Solved
Contributor
Posts: 37

# Summing observations by two different variables

I have a data set that contains the variables: age sex n pop area period. So the initial dataset looks something like this:

sex     age         area       n       pop        period

1          1             3         20      20          1995

1          1             2         5        275        1995

1          1             1        10       300        1995

1          2             3        8         310        1995

1          2             2        26       280        1995

Age goes up through '12' and then this is repeated for sex '1' and '2' and areas '1', '2', and '3' for each calendar year through 2011. So after importing the Excel sheet, I deleted age and sex because I first want to do analyses just by area over time (then later by age group). I was told that the formatting of the data in Excel might be why I am getting some errors when I go to do the negative binomial regression, so I wanted to try deleting age / sex and then summing n and pop for each area for each year (e.g., sum of n and sum of pop for areas 1, 2, and 3 respectively for 1995, 1996, and so on).

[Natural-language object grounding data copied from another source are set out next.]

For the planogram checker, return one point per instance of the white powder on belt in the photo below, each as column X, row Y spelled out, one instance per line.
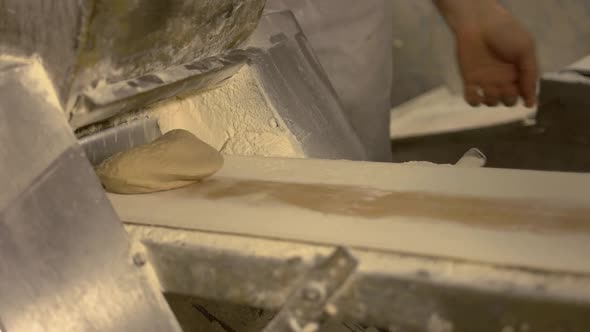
column 234, row 118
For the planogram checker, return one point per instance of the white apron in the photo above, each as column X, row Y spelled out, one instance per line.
column 353, row 41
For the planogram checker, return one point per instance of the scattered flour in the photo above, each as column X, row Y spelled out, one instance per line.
column 234, row 118
column 34, row 76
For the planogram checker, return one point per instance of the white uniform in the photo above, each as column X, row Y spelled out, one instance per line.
column 353, row 41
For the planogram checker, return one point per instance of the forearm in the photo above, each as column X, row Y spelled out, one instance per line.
column 461, row 13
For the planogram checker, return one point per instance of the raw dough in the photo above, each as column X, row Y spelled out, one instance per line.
column 174, row 160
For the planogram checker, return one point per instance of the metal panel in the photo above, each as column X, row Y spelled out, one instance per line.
column 64, row 257
column 84, row 42
column 388, row 290
column 296, row 86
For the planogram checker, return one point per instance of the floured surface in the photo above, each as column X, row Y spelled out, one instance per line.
column 234, row 118
column 439, row 111
column 534, row 231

I tried sorting the data set by area and period and creating new variables 'nsum' and 'popsum' and counting by using:

'if area=1 and period=1995 then;

do;

nsum=0;

popsum=0;

end;

nsum=nsum+n

popsum=popsum+pop

However, then I still have one row for each age group / sex that has now been deleted and I only get area 1 and period 1995 back in the output. For example:

area        period         nsum          popsum

1             1995           450              2890

1             1995           200              1200

1             1995           130               680

1             1995            222             1354

I saw some examples online for how to collapse observations by group, but I am not sure how to sum observations by area AND period so I need to figure out what that code should look like. Thanks!

Accepted Solutions
Solution
‎01-03-2015 06:18 PM
Posts: 4,736

## Re: Summing observations by two different variables

"I was told that the formatting of the data in Excel might be why I am getting some errors when I go to do the negative binomial regression"

If you can be more specific then may be someone can help you with fixing your data and you don't need to go for a work-around.

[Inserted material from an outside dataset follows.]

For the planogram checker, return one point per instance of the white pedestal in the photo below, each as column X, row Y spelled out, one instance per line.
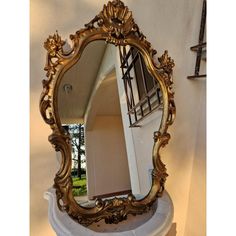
column 158, row 225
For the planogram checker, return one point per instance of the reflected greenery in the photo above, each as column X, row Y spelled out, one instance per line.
column 79, row 186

As for your specific question : There is no need to drop variables only because you want to use all of them. You could do the summing in a data step but there are also multiple SAS Proc's which can do this job with less coding for you. Below one possibility using PROC SQL.

data have;

infile datalines truncover;

input (sex age area n pop period) (:8.);

datalines;

1 1 3 20 20 1995

1 1 2 5 275 1995

1 1 1 10 300 1995

1 2 3 8 310 1995

1 2 2 26 280 1995

;

run;

proc sql;

create table want as

select area, period, sum(n) as nsum, sum(pop) as popsum

from have

group by area, period

;

quit;

All Replies
Posts: 1,270

## Re: Summing observations by two different variables

If you are okay with proc sql then following may generate what you are looking for.

proc sql;

create table want as

select period,area,sum(n) as nsum,sum(pop) as popsum

from have

group by period, area;

quit;

Solution
‎01-03-2015 06:18 PM
Posts: 4,736

## Re: Summing observations by two different variables

"I was told that the formatting of the data in Excel might be why I am getting some errors when I go to do the negative binomial regression"

If you can be more specific then may be someone can help you with fixing your data and you don't need to go for a work-around.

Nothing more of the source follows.